Following his completion of military service, it is said that Christoph von Hemmingen entered a monastery where he devoted his life to naturopathy. In his latter years he returned to the area of his great love but few people recognised him, as many decades had passed and only a few people remained who remembered the events of that time. However, word of his presence spread among the people, who began to seek him out for cures to their various ailments. In return, they brought him food and drink, and worshipped him as a saint. With their assistance, a small church was constructed below the Nippenburg. One morning, when someone knocked on his door, all was quiet; he had died in his hut.

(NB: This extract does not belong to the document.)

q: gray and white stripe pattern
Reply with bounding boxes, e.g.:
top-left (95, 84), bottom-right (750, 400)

Upon discovery of his body, a golden cross was found under his habit, inscribed with the words “Ritter Christoph von Hemmingen” and “Love never ends”. This location is still referred to today as the “Mohrkirchle”.

The Nippenburg is noted for its association with various ghost stories. It is said that Count Hans buried his fortune at the Nippenburg, and his spirit was said to continue to watch over it. The Schwieberdingen quarry is said to be the haunt of a headless horseman, whose horse is said to have its mane and tail plaited in pigtails by ghosts. The Nippenburg's watchtower, the Käppele, is alleged to be visited by a spirit known as the Käppelesgeist, who is said to descend from the Nippenburg to Schwieberdingen at night. It is advised to avoid travelling to Schwieberdingen at night due to these stories.